Comparison of the different search methods in the censhare Client with configuration practices.


Introduction

Most users will initially use the Quick Search, because like with most search engines, here the results already appear while users are typing. The detialed asset search, however, is more specific, if users want to look for certain asset features in combination. Here you can make heavy use of Boolean operators.

Quick Search

In a standard configuration, the Quick Search is the text field next to the little magnifying glass on the top censhare window. The main advantage of the Quick Search is to provide fast search results for users. This principle is known from the Spotlight search in macOS. The results are generated from the fast buffered censhare database index (cdb) without making a detour to the slower Oracle database.

Users don't also not have to fill in a search mask with search operators. All entered terms are combined with AND. However, the rules are less strict. When a search term yields to no result, the positive results of the already entered search terms remain on display. By using the simple-search method all search terms (including stop words) that do not occur, are ignored. Without this, there would be no search results. The Quick Search is dedicated for novice users and advanced users alike.
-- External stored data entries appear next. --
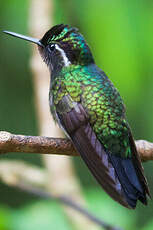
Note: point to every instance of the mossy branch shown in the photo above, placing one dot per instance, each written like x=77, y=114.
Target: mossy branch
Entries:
x=48, y=145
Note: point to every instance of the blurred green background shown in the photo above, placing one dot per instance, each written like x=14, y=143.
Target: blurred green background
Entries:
x=120, y=34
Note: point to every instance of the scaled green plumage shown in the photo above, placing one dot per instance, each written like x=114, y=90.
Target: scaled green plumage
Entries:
x=102, y=102
x=88, y=107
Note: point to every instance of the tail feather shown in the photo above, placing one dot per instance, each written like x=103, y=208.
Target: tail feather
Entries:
x=129, y=180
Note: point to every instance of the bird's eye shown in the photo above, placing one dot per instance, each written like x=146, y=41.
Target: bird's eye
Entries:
x=52, y=47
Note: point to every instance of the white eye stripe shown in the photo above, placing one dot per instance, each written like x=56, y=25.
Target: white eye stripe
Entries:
x=63, y=54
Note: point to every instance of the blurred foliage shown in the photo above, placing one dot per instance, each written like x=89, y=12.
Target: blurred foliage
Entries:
x=120, y=35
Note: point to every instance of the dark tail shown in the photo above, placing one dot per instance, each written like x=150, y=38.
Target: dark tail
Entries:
x=131, y=176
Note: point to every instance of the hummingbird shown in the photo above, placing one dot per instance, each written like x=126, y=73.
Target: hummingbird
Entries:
x=90, y=110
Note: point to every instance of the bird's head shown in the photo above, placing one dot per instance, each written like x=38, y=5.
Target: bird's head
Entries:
x=62, y=46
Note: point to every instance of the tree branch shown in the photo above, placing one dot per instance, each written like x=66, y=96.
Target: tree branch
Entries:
x=60, y=146
x=32, y=179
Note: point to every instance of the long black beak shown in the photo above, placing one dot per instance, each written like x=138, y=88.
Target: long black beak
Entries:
x=30, y=39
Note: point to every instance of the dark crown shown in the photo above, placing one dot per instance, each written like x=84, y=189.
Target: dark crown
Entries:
x=71, y=41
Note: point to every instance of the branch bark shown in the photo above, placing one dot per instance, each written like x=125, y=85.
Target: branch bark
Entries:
x=60, y=146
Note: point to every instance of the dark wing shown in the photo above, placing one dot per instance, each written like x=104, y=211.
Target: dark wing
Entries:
x=76, y=124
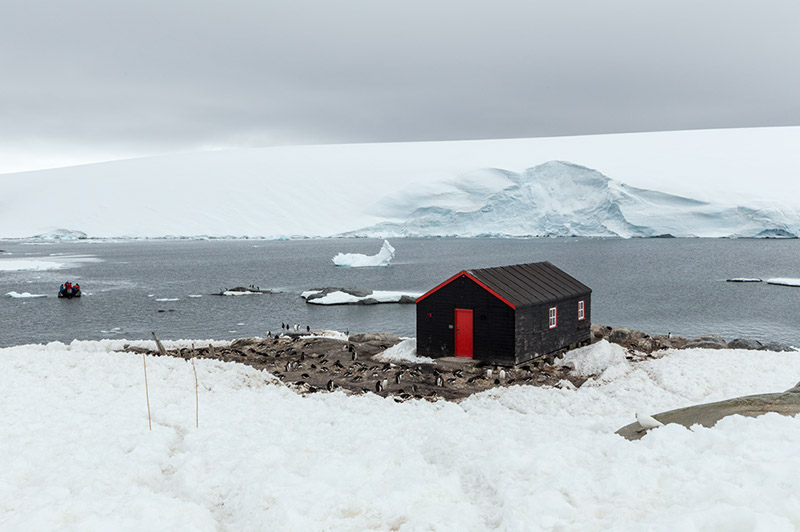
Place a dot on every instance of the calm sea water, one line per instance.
(658, 285)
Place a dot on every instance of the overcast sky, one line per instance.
(90, 80)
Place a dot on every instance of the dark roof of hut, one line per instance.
(524, 285)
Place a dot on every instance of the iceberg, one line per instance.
(357, 260)
(17, 265)
(355, 296)
(23, 295)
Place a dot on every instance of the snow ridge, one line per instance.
(559, 198)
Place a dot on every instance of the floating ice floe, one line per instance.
(357, 260)
(354, 296)
(16, 265)
(785, 281)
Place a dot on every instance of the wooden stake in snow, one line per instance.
(161, 350)
(196, 396)
(146, 392)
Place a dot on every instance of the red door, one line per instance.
(464, 332)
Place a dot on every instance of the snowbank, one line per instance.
(13, 265)
(357, 260)
(23, 295)
(405, 351)
(785, 281)
(80, 455)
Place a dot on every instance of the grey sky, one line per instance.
(88, 80)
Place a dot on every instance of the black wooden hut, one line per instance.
(504, 315)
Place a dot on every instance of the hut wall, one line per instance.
(569, 329)
(492, 326)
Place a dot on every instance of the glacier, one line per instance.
(560, 198)
(710, 183)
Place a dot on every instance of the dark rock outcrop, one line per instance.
(708, 341)
(745, 343)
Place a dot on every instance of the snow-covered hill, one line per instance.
(565, 199)
(744, 182)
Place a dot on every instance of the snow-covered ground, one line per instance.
(437, 187)
(77, 452)
(357, 260)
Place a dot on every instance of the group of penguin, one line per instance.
(295, 327)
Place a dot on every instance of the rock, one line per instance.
(787, 404)
(374, 336)
(648, 345)
(774, 346)
(619, 335)
(745, 343)
(600, 331)
(708, 341)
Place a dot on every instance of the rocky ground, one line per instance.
(312, 364)
(642, 342)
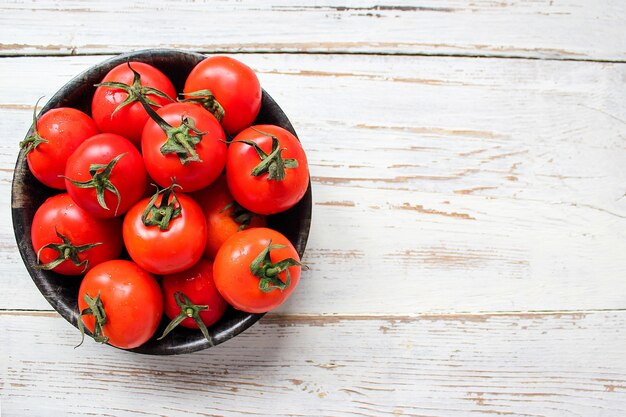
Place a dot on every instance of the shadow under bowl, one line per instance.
(27, 194)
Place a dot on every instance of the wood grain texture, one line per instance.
(458, 184)
(559, 364)
(565, 29)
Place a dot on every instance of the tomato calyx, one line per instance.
(67, 251)
(206, 99)
(34, 140)
(135, 91)
(240, 215)
(100, 174)
(263, 268)
(273, 163)
(187, 310)
(179, 141)
(95, 308)
(161, 215)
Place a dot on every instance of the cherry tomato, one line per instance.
(256, 270)
(121, 86)
(69, 240)
(194, 160)
(106, 175)
(234, 86)
(120, 303)
(192, 294)
(163, 246)
(266, 169)
(57, 134)
(223, 215)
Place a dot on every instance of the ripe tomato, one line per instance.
(191, 299)
(115, 107)
(256, 270)
(166, 233)
(106, 175)
(187, 144)
(120, 303)
(266, 169)
(69, 240)
(223, 215)
(232, 84)
(56, 135)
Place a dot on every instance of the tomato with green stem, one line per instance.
(183, 141)
(120, 304)
(256, 270)
(56, 135)
(224, 216)
(166, 233)
(191, 299)
(115, 105)
(228, 88)
(106, 175)
(69, 240)
(266, 169)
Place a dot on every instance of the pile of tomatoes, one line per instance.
(164, 199)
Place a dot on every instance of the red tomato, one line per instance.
(121, 86)
(223, 215)
(69, 240)
(194, 160)
(127, 300)
(270, 183)
(163, 247)
(57, 134)
(192, 295)
(106, 175)
(234, 86)
(256, 270)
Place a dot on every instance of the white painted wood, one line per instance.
(559, 364)
(563, 29)
(440, 184)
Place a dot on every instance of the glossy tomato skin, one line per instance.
(231, 270)
(131, 298)
(193, 175)
(217, 204)
(65, 129)
(258, 193)
(166, 251)
(129, 120)
(60, 213)
(128, 175)
(234, 85)
(198, 285)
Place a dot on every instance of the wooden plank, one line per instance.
(564, 364)
(568, 29)
(440, 184)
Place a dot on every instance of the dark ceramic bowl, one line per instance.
(28, 194)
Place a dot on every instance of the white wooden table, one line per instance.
(467, 254)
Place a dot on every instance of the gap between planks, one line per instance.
(251, 51)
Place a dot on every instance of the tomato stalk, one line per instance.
(135, 91)
(95, 308)
(67, 251)
(206, 99)
(34, 140)
(180, 140)
(263, 268)
(187, 310)
(100, 174)
(273, 163)
(161, 215)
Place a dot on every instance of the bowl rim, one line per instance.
(242, 320)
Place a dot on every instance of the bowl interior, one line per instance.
(28, 194)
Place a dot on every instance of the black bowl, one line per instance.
(28, 194)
The Quick Search also involves some drawbacks. Particulary, with large databases it may occur quite often that you receive too many similar or unwanted results. This circumstance is due to the fuzzy search. A fuzzy search is triggered only when the search terms provide no clear or too few matches. The search results can be refined further in the filter tab on the right by clicking on a filter type in the list or you can narrow the search results by entering something in the search box in the filter area for 'Meta Data'.
Moreover, it is possible to adapt the search behaviour in the censhare Admin Client to your needs (see below).

When falling back on fuzzy search, the Quick Search at first glance returns too many or sometimes even confusing results. The filter list in the right pane comes in handy. If you still cannot find the expected assets, you should use the Asset Search to strictly limit the search results with operands. To switch from Quick Search to the detailed Asset search, run "Asset Query · Find Again (Ctrl-R / cmd-R)" to open a prepopulated search dialog using the last search terms.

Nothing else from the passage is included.